Ohio coach Ryan Day defended former Ohio defender Justin Fields in the event of a whisper that became a bear trap for ESPN analyst Dan Orlowski. In this way, however, Day offered unnecessary and unjustified criticism to players who made a conscientious decision not to play in 2020 due to the pandemic.
“The whole idea that he doesn’t have a very good work ethic?” Day said he told Peter King about his Football morning in America column. “I want to say that this is crazy for me. He finished Clemson’s game [a loss in the 2019 playoffs] and he came back and all he did was go back to that game. And when these other boys give up, what does he do? He applied for a season. He collected this petition, which all the athletes from the Big Ten signed that they want to play, but they want to play safely and that they do not accept the cancellation of the season. It was all run by Justin Fields. Where was everyone else? Where were the boys who gave up then? You know, you don’t like the game if you do something like that. This kid loves the game. “
Sorry, Coach’s Day.
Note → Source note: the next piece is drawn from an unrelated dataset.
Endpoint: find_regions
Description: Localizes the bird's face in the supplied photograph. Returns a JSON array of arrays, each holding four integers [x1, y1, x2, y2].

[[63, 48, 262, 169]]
But it is possible not only to love the game, but also to worry about catching a virus and potentially transmitting it to family members, who may suffer from a very bad result. Although he has every right to defend Fields by expressing the quarterback’s efforts to save what would be a lost season (and which, depending on Day’s contract, could cost Day all or most of his salary) A day is wrong to assume that he has chosen equals not loving football.
“I think some people are a little reckless with their comments,” Day told King of Fields’ anonymous criticism of Orlowski and then published by him. Day, ironically, was more than “a little reckless” with his own comments.
For the same reason that those who hinder Fields deserve to be criticized, Day deserves to be criticized for reinforcing Fields by destroying those who have decided that there is no point in risking catching and / or spreading the virus by playing football in college in 2020, especially since they are not paid to play college football.
This is another reason why college football is facing a long overdue calculation. Until this calculation comes along, it will be permissible for everyone involved in the money-making machine to make decisions based on their own personal and business interests – with the exception of players. When players make a personal or business decision that makes them choose not to play football (neither for a game nor for an entire season), they will be labeled as disliking the game.
There is just as much BS in this statement as there is in anything anyone has said about Fields, and Day must face strong and widespread criticism of painting players who have given up on him in a negative way.